''The Real World'': The house outcast is chosen
In the primitive society known as The Real World, the natives have a few mandatory rituals: in-house flirting, on-camera emotional breakdowns, hot-tub groping, and, perhaps most important, the annual selection of the house outcast. That final ritual is often a source of mild anguish for viewers who have spent the season making fun of the housemates we know that we wouldn't be too popular in the house ourselves and are tempted to side with the outcast, no matter how obnoxious or socially awkward he or she is. (Tonya and Frankie, that was a shout-out).
This season is no exception, even if the opaque Melanie is making sympathy for the house devil harder than ever. Mel, her housemates say, is ''opinionated'' and for once, they're right. In fact, in the absence of romantic interests, hobbies, regional quirks, her bumptiousness is her only known personality trait perhaps because all the producers have ever shown her doing is gossiping and disagreeing with everything her housemates say. (Remember her refrain to Sarah: ''I would never . . .'')

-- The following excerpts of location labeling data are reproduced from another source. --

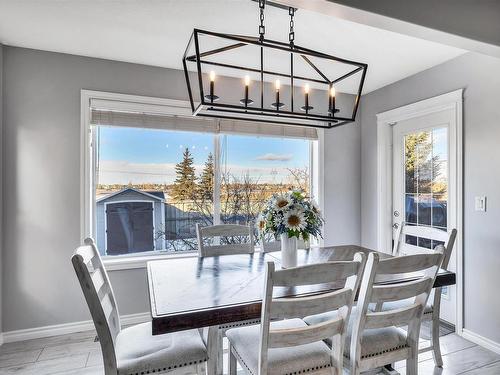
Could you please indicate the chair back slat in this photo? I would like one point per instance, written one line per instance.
(387, 293)
(287, 308)
(408, 263)
(425, 232)
(293, 337)
(224, 231)
(436, 235)
(396, 317)
(100, 299)
(298, 307)
(315, 274)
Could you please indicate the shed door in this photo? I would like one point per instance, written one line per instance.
(130, 227)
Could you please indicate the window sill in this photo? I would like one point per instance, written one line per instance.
(137, 261)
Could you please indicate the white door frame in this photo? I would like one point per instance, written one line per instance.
(385, 120)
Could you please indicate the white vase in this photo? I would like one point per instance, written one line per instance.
(288, 251)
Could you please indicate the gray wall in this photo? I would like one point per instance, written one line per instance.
(342, 184)
(478, 74)
(1, 178)
(42, 180)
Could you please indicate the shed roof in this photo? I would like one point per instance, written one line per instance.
(158, 195)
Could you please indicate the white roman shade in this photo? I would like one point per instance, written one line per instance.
(178, 117)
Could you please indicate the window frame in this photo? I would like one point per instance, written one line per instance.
(167, 107)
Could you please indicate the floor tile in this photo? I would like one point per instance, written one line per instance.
(48, 367)
(19, 358)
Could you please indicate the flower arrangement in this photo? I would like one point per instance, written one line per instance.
(291, 213)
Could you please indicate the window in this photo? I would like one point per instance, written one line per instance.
(151, 184)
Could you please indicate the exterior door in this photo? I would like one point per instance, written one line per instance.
(424, 190)
(129, 228)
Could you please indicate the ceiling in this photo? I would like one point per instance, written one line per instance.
(156, 32)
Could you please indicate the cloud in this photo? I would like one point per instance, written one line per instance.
(274, 157)
(123, 172)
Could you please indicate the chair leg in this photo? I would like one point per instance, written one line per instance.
(213, 345)
(232, 361)
(338, 354)
(412, 362)
(436, 346)
(201, 369)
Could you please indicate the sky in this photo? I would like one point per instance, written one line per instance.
(149, 156)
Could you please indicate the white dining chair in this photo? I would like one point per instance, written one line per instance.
(432, 309)
(133, 350)
(283, 343)
(234, 233)
(373, 338)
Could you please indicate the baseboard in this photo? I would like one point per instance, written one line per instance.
(65, 328)
(482, 341)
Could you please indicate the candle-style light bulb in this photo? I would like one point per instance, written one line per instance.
(246, 101)
(212, 97)
(306, 99)
(277, 104)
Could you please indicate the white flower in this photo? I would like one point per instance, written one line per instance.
(261, 223)
(295, 220)
(281, 202)
(315, 206)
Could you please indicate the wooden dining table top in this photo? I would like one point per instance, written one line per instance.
(195, 292)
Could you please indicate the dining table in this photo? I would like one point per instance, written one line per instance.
(198, 292)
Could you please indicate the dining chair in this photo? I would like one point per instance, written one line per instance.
(229, 232)
(374, 338)
(133, 350)
(283, 343)
(432, 309)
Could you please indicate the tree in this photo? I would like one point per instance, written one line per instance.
(206, 184)
(422, 169)
(299, 178)
(184, 187)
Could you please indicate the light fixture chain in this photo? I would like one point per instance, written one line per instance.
(262, 28)
(291, 35)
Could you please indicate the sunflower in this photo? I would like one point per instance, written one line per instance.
(261, 223)
(295, 220)
(281, 202)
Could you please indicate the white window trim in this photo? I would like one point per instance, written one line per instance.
(152, 105)
(385, 121)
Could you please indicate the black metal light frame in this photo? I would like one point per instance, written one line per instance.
(259, 113)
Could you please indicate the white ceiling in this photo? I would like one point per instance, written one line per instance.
(156, 32)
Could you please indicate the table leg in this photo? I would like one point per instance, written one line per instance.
(213, 346)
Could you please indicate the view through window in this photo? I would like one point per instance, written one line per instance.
(153, 186)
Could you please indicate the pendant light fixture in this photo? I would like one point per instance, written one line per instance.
(257, 79)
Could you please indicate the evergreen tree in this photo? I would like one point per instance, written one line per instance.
(206, 186)
(185, 182)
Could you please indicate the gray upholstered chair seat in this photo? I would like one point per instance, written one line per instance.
(374, 341)
(139, 352)
(377, 341)
(406, 302)
(292, 360)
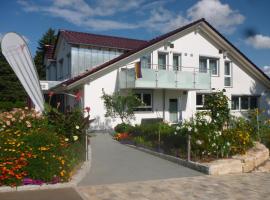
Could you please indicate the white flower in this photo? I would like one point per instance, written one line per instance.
(199, 142)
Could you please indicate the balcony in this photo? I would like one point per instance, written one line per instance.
(187, 78)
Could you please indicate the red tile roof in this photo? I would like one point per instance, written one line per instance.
(151, 42)
(49, 50)
(101, 40)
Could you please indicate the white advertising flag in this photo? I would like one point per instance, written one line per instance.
(16, 52)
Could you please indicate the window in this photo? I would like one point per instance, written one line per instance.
(235, 103)
(200, 101)
(203, 65)
(213, 66)
(209, 63)
(60, 76)
(244, 102)
(253, 102)
(146, 98)
(146, 61)
(162, 60)
(176, 62)
(227, 74)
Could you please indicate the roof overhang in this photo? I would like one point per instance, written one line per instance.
(201, 25)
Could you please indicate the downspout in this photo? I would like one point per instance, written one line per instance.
(163, 109)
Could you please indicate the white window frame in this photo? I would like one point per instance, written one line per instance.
(208, 58)
(166, 59)
(240, 102)
(179, 55)
(228, 76)
(141, 93)
(200, 107)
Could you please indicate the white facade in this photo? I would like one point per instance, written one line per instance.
(246, 85)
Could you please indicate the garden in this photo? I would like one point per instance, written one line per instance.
(41, 148)
(211, 134)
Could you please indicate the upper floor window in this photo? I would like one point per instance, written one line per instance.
(176, 62)
(162, 60)
(209, 63)
(200, 98)
(146, 99)
(227, 74)
(61, 70)
(146, 61)
(244, 102)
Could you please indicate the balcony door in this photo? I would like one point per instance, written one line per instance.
(173, 109)
(162, 61)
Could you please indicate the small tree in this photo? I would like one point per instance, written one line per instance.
(217, 104)
(121, 106)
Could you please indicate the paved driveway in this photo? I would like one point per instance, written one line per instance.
(50, 194)
(113, 162)
(250, 186)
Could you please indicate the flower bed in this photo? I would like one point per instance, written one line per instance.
(35, 149)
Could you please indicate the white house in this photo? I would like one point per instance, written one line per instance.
(177, 70)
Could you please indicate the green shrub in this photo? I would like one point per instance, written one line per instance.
(122, 128)
(9, 105)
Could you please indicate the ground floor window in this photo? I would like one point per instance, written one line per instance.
(146, 97)
(244, 102)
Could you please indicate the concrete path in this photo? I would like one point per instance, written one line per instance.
(50, 194)
(252, 186)
(113, 162)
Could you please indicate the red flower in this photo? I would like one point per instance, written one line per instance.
(51, 93)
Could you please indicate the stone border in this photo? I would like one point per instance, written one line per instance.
(192, 165)
(253, 158)
(76, 178)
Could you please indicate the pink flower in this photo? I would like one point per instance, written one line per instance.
(87, 109)
(51, 93)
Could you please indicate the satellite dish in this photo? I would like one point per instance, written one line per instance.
(16, 52)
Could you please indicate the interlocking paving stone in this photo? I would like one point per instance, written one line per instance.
(251, 186)
(49, 194)
(113, 162)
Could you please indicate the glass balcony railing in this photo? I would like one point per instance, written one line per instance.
(185, 78)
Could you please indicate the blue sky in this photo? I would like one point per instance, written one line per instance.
(244, 22)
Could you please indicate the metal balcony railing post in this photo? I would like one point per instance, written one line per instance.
(194, 79)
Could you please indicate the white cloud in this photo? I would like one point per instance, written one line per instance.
(259, 41)
(219, 15)
(266, 70)
(99, 15)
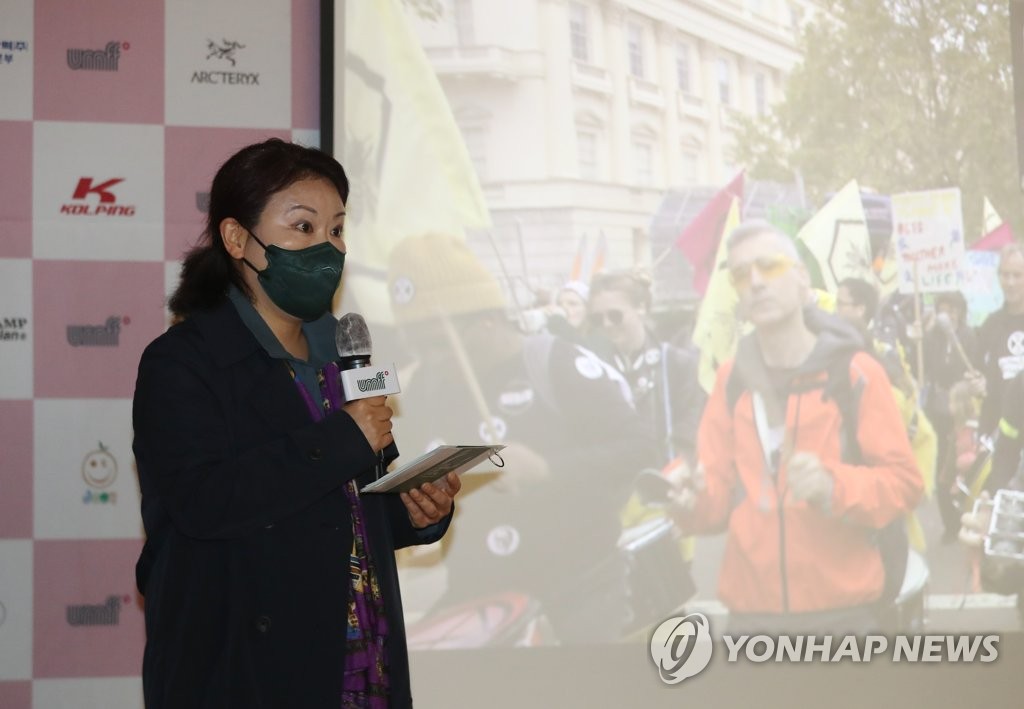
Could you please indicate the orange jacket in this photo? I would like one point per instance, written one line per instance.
(829, 558)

When the housemates were late for their Philly Soul-sponsored volunteer gig (they're using their no-doubt extensive architecture skills to design a playground sorry, kids of Philly), Melanie took to scolding them. ''Shut the f--- up,'' responded Landon, whose own traits tons of muscle, no discernible brain tissue, and a hearty affection for alcohol mean he'd never be the house outcast.
''I think too deeply into what people say sometimes,'' Landon said afterward, and he was correct for him, any amount of thought is too much. M.J. defended his twin, er, friend with a charming alpha-jock tirade that restored our waning sympathy for Mel: ''She just has to be set in her place,'' he said. ''She needs to go with the flow.'' He then ''joked'' that Landon should '''punch her in her nose, kick her in her teeth.'' Southern gentility in action.
But it became really obvious that Mel was in trouble when even her pal Willie turned upon her. As the group planned a playground site, she made her disapproval known via the subtle mechanism of loudly repeating, ''I don't like it,'' while Landon talked. Refusing to accept Willie's criticism of her obvious rudeness, she launched into a defense worthy of a Jerry Springer guest: I'm proud of my screwed-up self! ''People say I'm bitchy or I'm too opinionated,'' she chirped. ''I like those things about me.'' Well, as long as she likes them.
This episode's other story line was less predictable and more touching thanks to this season's saving grace, Karamo. He admitted that he's uncomfortable acting romantic with a man on camera, but his new love interest, the gentle Dorian, gave him some sage advice that helps him get over it: ''You are who you are. There's nothing to be ashamed of.'' Funny, that philosophy sounded a lot less convincing when it came from Mel.
What do you think? Are the housemates being too hard on Melanie, or is she just too hard to take?